La SF en Chine : les Précurseurs (Début du XXe siècle-1949)

La science-fiction en Chine fut initialement popularisée à la fin de la dynastie Qing (1644-1911) par le biais de traductions d’auteurs occidentaux réalisées par des partisans de la modernisation à l’occidentale tel que le penseur et célèbre savant Liang Qichao 梁启超 (1873-1929). Dans la première partie du siècle dernier, il traduisit notamment en chinois classique le roman La Fin du monde (1894), de Nicolas Camille Flammarion (1842-1925). Depuis lors, on peut dire que la science-fiction chinoise a traversé deux siècles d’histoire.

Les courants de pensée culturels de « M. De » (démocratie) et « M. Sai » (science)1, prônés lors de la période du mouvement du 4 mai, ont contribué de façon significative au développement et à la popularisation de la littérature de science-fiction en Chine. Les nouveaux mouvements culturels ont offert un terreau fertile au germe de la science-fiction en Chine. De nombreux maîtres de la littérature ont traduit, ou eux-mêmes écrit, des romans de science-fiction.

En 1903, le jeune Lu Xun 鲁迅 (1881-1936), qui étudiait au Japon, a traduit, à partir du japonais, les romans de science-fiction de Jules Verne, Voyage au centre de la Terre et De la Terre à la Lune, en chinois classique, en y ajoutant des poèmes et en les adaptant pour les siniser totalement. Lu Xun traduisit de nombreux romans célèbres de Jules Verne et Herbert George Wells (1866-1949), et préconisa également dans ses essais le développement des romans de science-fiction2.

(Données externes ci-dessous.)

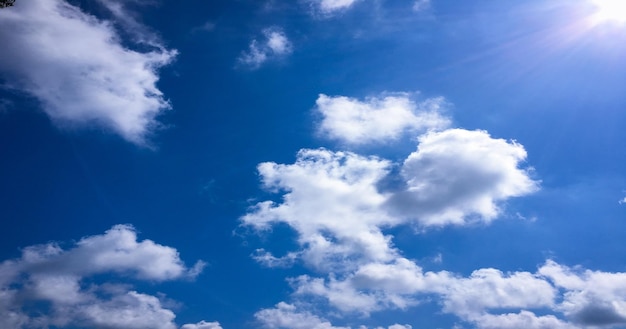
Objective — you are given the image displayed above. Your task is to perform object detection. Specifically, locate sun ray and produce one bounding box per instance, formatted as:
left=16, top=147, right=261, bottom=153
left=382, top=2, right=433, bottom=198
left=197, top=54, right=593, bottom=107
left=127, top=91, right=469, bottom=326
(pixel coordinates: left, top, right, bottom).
left=591, top=0, right=626, bottom=24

Le premier roman de science-fiction chinois, bien qu’inachevé, est Yueqiu zhimindi xiaoshuo 月球殖民地小说 (Colonie lunaire) publié en 1904, écrit par un auteur inconnu ayant pour nom de plume Huangjiang Diaosou 荒江钓叟 (que l’on pourrait traduire par : le vieux pêcheur du fleuve isolé). Le fondateur de la première revue chinoise de littérature pure3 Xiaoshuo lin 小说林 (Forêt de romans), Xu Nianci 徐念慈 (1875-1908), n’a pas seulement traduit des romans de science-fiction étrangers, il a également lui-même composé le roman Xin Faluo xiansheng tan 新法螺先生谭 (Le nouveau Monsieur Triton). Autre roman que l’on pourrait associer au genre de la science-fiction, Xin Zhongguo 新中国 (Nouvelle Chine), publié en 1910, de Lu Shi’e 陆士谔 (1878-1944), qui décrit le rêve fait par ce dernier du Shanghai de 1950, et qui fait état d’un Shanghai assez similaire à celui des années 2000. Au même moment où ces œuvres chinoises voyaient le jour, Wells, l’un des maîtres fondateurs de la science-fiction, composait quelques-uns de ses classiques. Le Japon qui commençait à peine son industrialisation venait juste aussi de faire paraître son premier roman de science-fiction : Kaitō Bōken Kidan: Kaitei Gunkan 海島冒険奇譚 海底軍艦 (Le cuirassé du fond de la mer) de Shunrō Oshikawa 押川春浪 (1876-1914). La création dans le domaine de la science-fiction était encore à l’état embryonnaire dans les autres pays. C’est pourquoi nous pouvons dire que la Chine n’était pas du tout en retard en ce qui concerne la littérature de science-fiction. Le célèbre écrivain Lao She 老舍 (1899-1966) a également écrit un roman imprégné de science-fiction, c’est Mao cheng ji 猫城记4 (La Cité des chats).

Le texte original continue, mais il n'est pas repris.